Timber and construction companies would benefit from the incentive expansion as it could mean more business for the industry. 

“I’d like to see this resource put to work where we’re not only driving down the costs for people to have more affordable places to live, but we’re stimulating job growth and economic activity, to boot,” Cantwell said. 

Beyreuther also serves on the Washington State Building Code Council, and spent a week in Olympia meeting with legislators to advocate for simplifying Washington’s building code to allow for more middle housing, like townhomes and other medium sized dwellings somewhere between a single home and an apartment complex.  

Some state level solutions are already in the works.

 A bill sponsored by Rep. Sam Low (R-Lake Stevens) would allow for the building of detached accessory dwelling units (ADUs), often called guest houses or mother-in-law units, on any size lot regardless of existing zoning restrictions. 

“This bipartisan bill would not only increase housing options for struggling Washingtonians, but also inject much-needed vitality into rural communities across the state,” said Low in a press release. “Washingtonians are counting on us to act, not wait for another session.”

Rep. April Connors (R-Kennewick) is behind a bill that would provide a new tax exemption to build affordable housing units on public lands too close to development to be used for timber harvests.

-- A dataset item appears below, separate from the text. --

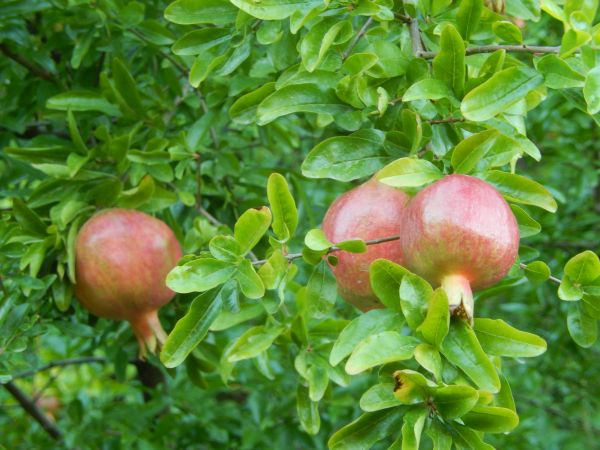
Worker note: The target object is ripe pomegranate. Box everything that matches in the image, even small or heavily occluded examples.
[323,178,409,311]
[400,174,519,319]
[75,209,181,358]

“Washington has the fewest housing units per household in the nation and nearly half of renters spend a third of their income on rent,” said Connors in a press release. “This legislation would help solve a real problem for the Washington State Department of Natural Resources while, at the same time, make housing more accessible and affordable for everyday Washington families.”

Back in Washington D.C., the federal tax package is still being voted on. Despite how tough it was to get the low-income housing tax credit on the bill because of a divided Congress, “We were successful in gaining bipartisan support and a lot of what I would call advocates across the country, from mayors and community leaders and impacted individuals, who really spoke up and educated people about these projects,” Cantwell said. 

The program allows communities to decide what kind of housing they want to build, Cantwell said. 

The Chuck Austin Place Veterans Housing and Services Center in Yakima has 41 units for formerly homeless vets, and more than half of the funding for the project came from the Low Income Housing Tax Credit program. 

The tax credit was also used to convert the historic Ridpath Hotel in Spokane into the Ridpath Club Apartments; 184 affordable housing units in downtown Spokane near public transportation, schools and community services.

A large brick building against a blue sky has a black sign reading "The Ridpath" in front of it.

As of 2022, the revitalized apartment complex has 102 micro apartments, 45 studio apartments, 58 one-bedroom apartments, and one two-bedroom loft according to the Affordable Housing Tax Credit Coalition (AHTCC) website. (Credit: AHTCC)

Soaring rents and a drop in Coronavirus pandemic assistance have caused homelessness in the U.S. to increase by 12% over the past year, according to the latest report by the Department of Housing and Urban Development. 

“The fact that we don’t have affordable housing doesn’t mean the cost of those populations disappears,” Cantwell said. “It’s really, really deleterious to those families and to our economy overall.” 

Washington will need 1.1 million new housing units for all income levels to meet demand over the next 20 years, according to the Washington State Department of Commerce.